The FTC letter also cited a May, 2002, British Broadcasting Corporation (BBC) funded survey that found that “…71% of U.K. users were unaware that some search engines let advertisers pay to get more prominent positions in search results.” In response, the BBC started its own search engine, and refuses paid listings, in order to provide results based on relevance.
If the user sees terms such as “Sponsored Links", "Sponsored Search Listings", "Recommended Sites," "Featured Listings," "Premier Listings," "Search Partners," "Start Here," "Featured Listings," "Partner Search Results," or "Spotlight," that is an indication that the listing is paid. Sadly, some search engines that solicit such payments make no indications to the user that the listings are biased based on those payments.
Some search engines not cited by the FTC, such as CNET and ZDNET, and about.com typically list the amount paid by the advertiser directly in the search engine results or in the links themselves. This is often the revenue received for a “click-through” if the user clicks on that specific link. Based on the language of the FTC letter, the FTC apparently has no complaint as long as the user is clearly made aware that the listings are paid or otherwise biased.

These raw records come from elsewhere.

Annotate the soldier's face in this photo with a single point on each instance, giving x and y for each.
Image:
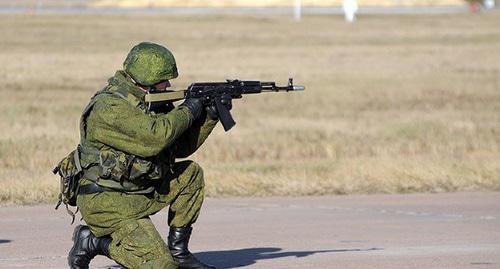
(162, 86)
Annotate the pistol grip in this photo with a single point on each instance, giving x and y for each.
(224, 115)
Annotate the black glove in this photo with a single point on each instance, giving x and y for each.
(211, 109)
(195, 105)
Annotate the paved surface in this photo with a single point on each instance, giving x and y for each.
(229, 10)
(456, 231)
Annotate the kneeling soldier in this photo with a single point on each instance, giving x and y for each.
(127, 154)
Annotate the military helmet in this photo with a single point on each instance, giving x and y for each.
(150, 63)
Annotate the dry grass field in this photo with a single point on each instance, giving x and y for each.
(393, 103)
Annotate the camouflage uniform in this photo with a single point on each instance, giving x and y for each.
(124, 139)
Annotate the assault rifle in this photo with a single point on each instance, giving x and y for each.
(213, 92)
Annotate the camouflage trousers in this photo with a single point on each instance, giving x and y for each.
(136, 242)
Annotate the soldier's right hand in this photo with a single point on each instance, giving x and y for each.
(195, 105)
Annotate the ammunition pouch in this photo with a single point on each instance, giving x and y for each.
(124, 172)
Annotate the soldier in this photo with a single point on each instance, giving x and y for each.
(127, 153)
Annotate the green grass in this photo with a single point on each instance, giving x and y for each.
(392, 103)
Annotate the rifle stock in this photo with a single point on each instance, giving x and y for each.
(212, 92)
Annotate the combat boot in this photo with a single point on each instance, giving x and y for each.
(86, 246)
(178, 240)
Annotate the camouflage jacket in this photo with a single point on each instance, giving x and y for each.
(128, 148)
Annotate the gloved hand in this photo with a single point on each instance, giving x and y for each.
(211, 109)
(195, 105)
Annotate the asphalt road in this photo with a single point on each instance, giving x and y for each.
(460, 230)
(47, 9)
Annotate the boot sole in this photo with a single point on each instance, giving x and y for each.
(74, 239)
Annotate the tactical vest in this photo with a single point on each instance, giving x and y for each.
(114, 169)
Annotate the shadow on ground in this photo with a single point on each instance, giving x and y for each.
(242, 257)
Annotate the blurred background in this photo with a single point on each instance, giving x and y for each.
(401, 95)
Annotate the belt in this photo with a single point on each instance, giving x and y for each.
(93, 188)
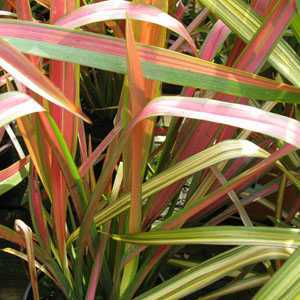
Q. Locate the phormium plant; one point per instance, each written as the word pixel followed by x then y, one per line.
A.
pixel 201 151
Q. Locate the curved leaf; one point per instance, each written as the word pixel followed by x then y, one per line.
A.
pixel 109 53
pixel 14 105
pixel 213 155
pixel 210 271
pixel 16 64
pixel 217 235
pixel 116 10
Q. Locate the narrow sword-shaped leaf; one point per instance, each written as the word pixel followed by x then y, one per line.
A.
pixel 14 105
pixel 213 155
pixel 13 175
pixel 114 10
pixel 286 278
pixel 24 71
pixel 160 64
pixel 217 235
pixel 240 18
pixel 211 270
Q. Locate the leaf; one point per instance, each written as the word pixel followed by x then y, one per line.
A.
pixel 284 280
pixel 13 175
pixel 14 105
pixel 109 53
pixel 232 114
pixel 24 71
pixel 213 155
pixel 266 37
pixel 26 231
pixel 195 278
pixel 217 235
pixel 227 113
pixel 115 10
pixel 238 286
pixel 240 18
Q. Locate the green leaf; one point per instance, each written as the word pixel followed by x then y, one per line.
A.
pixel 217 235
pixel 285 279
pixel 109 53
pixel 210 271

Search engines were not the only computer related business that may be tainted with problems. The U.S. Department of Commerce's National Institute of Standards and Technology (NIST) released a report on June 28 (http://www.nist.gov/public_affairs/releases/n02-07.htm) that says that “Software Errors Cost U.S. Economy $59.5 Billion Annually.” The cost is about equally borne by developers and users. The report went on to state that it is virtually impossible to create totally bug-free software, considering the millions of lines of code in many modern software products, but that an estimated $22.2 billion could be saved by improved testing and earlier detection and repair of such bugs. About 80% of software development costs are currently spent on identifying and correcting bugs, but still such problems are often impossible to identify until the product is in wide use. According to the report, over half of all such bugs are not found until “downstream” in development, or by the final users. The 309-page report recommended infrastructure necessities that the NIST could utilize to help improve software testing capabilities.
NIST recommends that software developers can substantially improve their products through improved testing. Standardized testing methods can be created and used to better test software, and provide users with more accurate quality comparisons.
Software is very big business. In 2000, according to the NIST report, software sales totaled $180 billion, and employed 697,000 software engineers, and 585,000 programmers. As expensive as software already is to create, publish, and distribute, with 80% of development costs already being spent to debug the software, the marginal cost to eliminate substantially more bugs may make software so expensive that a critical part of the economy may be crippled.
Based on personal experience, as well as the many callers to my weekly radio shows, it is impossible for software developers to be able to make their products function flawlessly on the near infinite permutations of computer hardware available, as well as the myriad of software combinations that may be running on a computer at any given time. What works apparently flawlessly on my computer, may run poorly on your computer. Is this variation due to the differences in hardware and software on our machines? That is the more likely scenario than a specific program has such enormous bugs that it fails frequently.